Untuk menyelidiki, peneliti menggunakan data dari rumah sakit pendidikan kedokteran hewan. Selama penelitian, 184 anjing jantan dan betina dari segala usia menjalani operasi jaringan lunak.

Selain detail tentang kesehatan anjing setelah operasi, para peneliti juga mengumpulkan informasi tentang usia, jenis kelamin, status reproduksi, kondisi yang mendasari, dan ras setiap hewan.

Mereka juga melihat faktor-faktor pembedahan, termasuk jenis scrub bedah yang digunakan ahli bedah, berapa banyak orang yang berpartisipasi dalam prosedur tersebut, apakah para sarjana mengambil bagian, jenis pembedahan, berapa lama, dan bagaimana tim menutup lukanya.

Penilaian hewan dilakukan di rumah sakit 5 hari dan 10 hari setelah prosedur. Para peneliti juga menindaklanjuti pada tanda 30 hari dengan panggilan telepon.

Faktor risiko baru

Dari 184 prosedur, IDO terjadi pada 16 kasus yang setara dengan 8,7%. Usia, jenis kelamin, dan jenis anjing tidak mempengaruhi risiko IDO. Namun, seperti yang diharapkan, penulis mengidentifikasi faktor-faktor tertentu yang terkait dengan peningkatan risiko.

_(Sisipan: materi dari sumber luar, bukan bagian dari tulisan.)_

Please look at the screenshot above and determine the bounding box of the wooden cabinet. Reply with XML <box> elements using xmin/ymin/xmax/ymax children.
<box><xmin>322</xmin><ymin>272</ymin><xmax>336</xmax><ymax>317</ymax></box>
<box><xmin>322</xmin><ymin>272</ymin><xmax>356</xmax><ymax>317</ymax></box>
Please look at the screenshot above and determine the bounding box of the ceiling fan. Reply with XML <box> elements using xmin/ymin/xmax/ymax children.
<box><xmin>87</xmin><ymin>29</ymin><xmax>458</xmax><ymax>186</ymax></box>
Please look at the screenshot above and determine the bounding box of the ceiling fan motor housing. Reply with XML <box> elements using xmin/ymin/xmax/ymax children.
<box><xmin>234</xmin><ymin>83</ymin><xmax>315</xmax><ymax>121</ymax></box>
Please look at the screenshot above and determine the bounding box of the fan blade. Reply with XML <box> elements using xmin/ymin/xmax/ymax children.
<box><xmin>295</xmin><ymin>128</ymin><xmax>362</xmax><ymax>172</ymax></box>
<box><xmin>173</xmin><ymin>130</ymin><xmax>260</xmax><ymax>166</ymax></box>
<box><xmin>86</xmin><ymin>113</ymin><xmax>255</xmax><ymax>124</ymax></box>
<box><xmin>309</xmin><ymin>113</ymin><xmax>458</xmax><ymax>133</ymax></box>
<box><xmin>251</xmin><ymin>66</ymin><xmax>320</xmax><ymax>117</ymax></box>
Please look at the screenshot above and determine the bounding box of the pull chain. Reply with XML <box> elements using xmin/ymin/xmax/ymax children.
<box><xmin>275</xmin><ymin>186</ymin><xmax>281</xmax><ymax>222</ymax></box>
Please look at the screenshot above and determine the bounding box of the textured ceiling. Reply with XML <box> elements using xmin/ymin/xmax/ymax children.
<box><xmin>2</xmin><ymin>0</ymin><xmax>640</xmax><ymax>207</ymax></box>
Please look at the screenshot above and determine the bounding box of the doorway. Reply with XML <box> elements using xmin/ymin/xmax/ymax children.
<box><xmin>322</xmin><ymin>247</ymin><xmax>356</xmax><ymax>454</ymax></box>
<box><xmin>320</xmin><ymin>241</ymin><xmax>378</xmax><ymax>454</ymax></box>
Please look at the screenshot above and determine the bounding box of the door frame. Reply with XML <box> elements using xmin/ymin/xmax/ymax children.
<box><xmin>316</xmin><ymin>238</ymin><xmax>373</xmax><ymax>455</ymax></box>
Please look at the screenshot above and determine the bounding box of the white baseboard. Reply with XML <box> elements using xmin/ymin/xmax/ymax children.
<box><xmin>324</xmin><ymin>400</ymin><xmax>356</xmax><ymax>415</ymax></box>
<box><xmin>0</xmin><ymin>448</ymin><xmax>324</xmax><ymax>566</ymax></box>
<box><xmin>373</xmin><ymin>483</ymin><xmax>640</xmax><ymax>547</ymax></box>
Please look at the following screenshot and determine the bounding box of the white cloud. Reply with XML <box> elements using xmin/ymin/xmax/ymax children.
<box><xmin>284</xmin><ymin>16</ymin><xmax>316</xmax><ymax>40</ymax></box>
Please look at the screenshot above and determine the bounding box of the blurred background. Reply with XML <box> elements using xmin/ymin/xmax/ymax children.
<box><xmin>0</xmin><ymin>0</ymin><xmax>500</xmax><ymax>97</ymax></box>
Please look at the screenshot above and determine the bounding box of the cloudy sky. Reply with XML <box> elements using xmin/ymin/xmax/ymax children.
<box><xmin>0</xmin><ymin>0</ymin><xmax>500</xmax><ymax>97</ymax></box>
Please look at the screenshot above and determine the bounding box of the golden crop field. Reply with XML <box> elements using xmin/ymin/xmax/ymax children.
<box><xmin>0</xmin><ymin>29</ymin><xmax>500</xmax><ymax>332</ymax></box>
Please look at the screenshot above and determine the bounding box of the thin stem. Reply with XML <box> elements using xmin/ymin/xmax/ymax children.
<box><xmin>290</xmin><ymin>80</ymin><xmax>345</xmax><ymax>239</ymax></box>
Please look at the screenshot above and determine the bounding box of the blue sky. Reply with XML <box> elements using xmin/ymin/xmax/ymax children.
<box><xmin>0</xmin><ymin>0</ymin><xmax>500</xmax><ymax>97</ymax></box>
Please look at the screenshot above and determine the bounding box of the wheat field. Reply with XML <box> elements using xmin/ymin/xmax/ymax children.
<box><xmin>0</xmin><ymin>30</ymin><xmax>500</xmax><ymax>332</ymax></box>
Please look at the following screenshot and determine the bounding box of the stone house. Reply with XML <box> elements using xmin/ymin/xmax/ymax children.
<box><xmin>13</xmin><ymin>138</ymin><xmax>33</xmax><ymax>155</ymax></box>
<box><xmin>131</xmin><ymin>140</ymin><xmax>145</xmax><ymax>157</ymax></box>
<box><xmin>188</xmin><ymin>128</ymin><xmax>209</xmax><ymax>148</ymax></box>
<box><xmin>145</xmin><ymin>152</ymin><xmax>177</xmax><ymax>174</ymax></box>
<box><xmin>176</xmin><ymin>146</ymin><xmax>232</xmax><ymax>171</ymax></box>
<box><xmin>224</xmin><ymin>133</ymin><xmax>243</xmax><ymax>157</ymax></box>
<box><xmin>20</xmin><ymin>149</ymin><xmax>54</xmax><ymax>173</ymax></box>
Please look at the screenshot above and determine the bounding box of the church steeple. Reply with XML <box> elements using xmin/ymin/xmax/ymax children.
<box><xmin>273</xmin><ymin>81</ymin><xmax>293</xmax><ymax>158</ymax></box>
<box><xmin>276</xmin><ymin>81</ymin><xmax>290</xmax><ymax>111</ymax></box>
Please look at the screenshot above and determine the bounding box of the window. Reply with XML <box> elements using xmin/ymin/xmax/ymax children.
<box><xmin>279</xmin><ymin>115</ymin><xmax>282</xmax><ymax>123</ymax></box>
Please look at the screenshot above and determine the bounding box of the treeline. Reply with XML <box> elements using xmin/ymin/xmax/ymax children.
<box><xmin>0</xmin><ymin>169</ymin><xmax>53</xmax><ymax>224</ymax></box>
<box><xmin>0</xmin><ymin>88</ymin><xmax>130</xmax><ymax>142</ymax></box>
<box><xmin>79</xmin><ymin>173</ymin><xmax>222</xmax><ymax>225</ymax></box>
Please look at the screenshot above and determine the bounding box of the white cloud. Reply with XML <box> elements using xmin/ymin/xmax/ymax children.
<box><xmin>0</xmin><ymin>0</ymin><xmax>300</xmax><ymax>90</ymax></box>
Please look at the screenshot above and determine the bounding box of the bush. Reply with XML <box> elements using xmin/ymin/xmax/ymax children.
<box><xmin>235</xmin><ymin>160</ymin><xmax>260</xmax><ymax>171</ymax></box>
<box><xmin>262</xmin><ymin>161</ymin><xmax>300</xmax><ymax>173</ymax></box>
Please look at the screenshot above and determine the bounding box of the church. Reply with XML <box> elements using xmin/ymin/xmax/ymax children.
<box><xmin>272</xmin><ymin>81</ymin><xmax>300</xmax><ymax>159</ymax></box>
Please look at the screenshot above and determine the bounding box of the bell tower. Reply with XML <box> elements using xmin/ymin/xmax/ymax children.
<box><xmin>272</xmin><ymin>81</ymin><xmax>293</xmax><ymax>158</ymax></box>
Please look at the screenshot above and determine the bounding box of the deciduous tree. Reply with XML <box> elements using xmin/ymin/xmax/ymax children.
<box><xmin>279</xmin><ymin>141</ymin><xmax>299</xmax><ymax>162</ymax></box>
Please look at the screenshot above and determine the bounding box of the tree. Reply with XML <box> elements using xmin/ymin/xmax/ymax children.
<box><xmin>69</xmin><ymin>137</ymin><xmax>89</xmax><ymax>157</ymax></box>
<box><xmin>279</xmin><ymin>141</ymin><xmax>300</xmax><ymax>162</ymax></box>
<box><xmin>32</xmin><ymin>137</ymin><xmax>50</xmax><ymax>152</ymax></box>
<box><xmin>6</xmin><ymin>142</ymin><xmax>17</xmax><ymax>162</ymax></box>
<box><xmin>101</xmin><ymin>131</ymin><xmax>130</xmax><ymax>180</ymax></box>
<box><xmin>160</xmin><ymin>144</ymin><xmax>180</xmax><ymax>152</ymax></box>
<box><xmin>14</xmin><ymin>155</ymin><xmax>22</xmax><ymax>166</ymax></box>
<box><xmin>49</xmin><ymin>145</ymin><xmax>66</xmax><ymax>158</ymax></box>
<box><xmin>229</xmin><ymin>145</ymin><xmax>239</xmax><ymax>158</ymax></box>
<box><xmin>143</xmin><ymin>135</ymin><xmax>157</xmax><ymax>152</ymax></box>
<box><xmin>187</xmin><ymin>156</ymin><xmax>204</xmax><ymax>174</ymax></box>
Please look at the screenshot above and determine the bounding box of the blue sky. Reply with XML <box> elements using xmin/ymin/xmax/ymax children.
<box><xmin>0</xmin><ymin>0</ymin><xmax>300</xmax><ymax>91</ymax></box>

Misalnya, mereka menemukan bahwa obat antiinflamasi steroid meningkatkan risiko infeksi. Menurut penulis, asosiasi ini - yang baru dalam ilmu kedokteran hewan - mungkin karena obat antiinflamasi steroid menyebabkan imunosupresi, membuat infeksi lebih mungkin terjadi.

Para penulis juga menemukan bahwa risiko IDO lebih besar pada anjing dengan kadar glukosa darah yang lebih tinggi dari normal (hiperglikemia) sebelum operasi. Meskipun para peneliti belum pernah menunjukkan kaitan ini pada hewan sebelumnya, hiperglikemia merupakan faktor risiko IDO yang diketahui pada manusia.

Menurut para peneliti, penelitian telah menunjukkan bahwa hiperglikemia mengurangi kemampuan sel darah putih untuk melewati dinding kapiler, mencegahnya mencapai tempat infeksi.

Risiko juga meningkat untuk anjing yang menjalani operasi yang berlangsung lebih dari 1 jam. Komunitas medis juga menganggap waktu operasi yang lama menjadi faktor risiko IDO pada manusia.

Demikian pula, hewan yang membutuhkan kateter urin memiliki risiko lebih tinggi terkena infeksi. Sekali lagi, ini adalah temuan baru untuk ilmu kedokteran hewan, yang menurut penulis, hubungan yang diketahui antara kateter dan infeksi saluran kemih (ISK) mungkin dapat menjelaskannya. Penulis mencatat:

“[T] mikroorganisme yang bertanggung jawab atas perkembangan ISK dapat dengan mudah terlibat dalam kolonisasi luka bedah.”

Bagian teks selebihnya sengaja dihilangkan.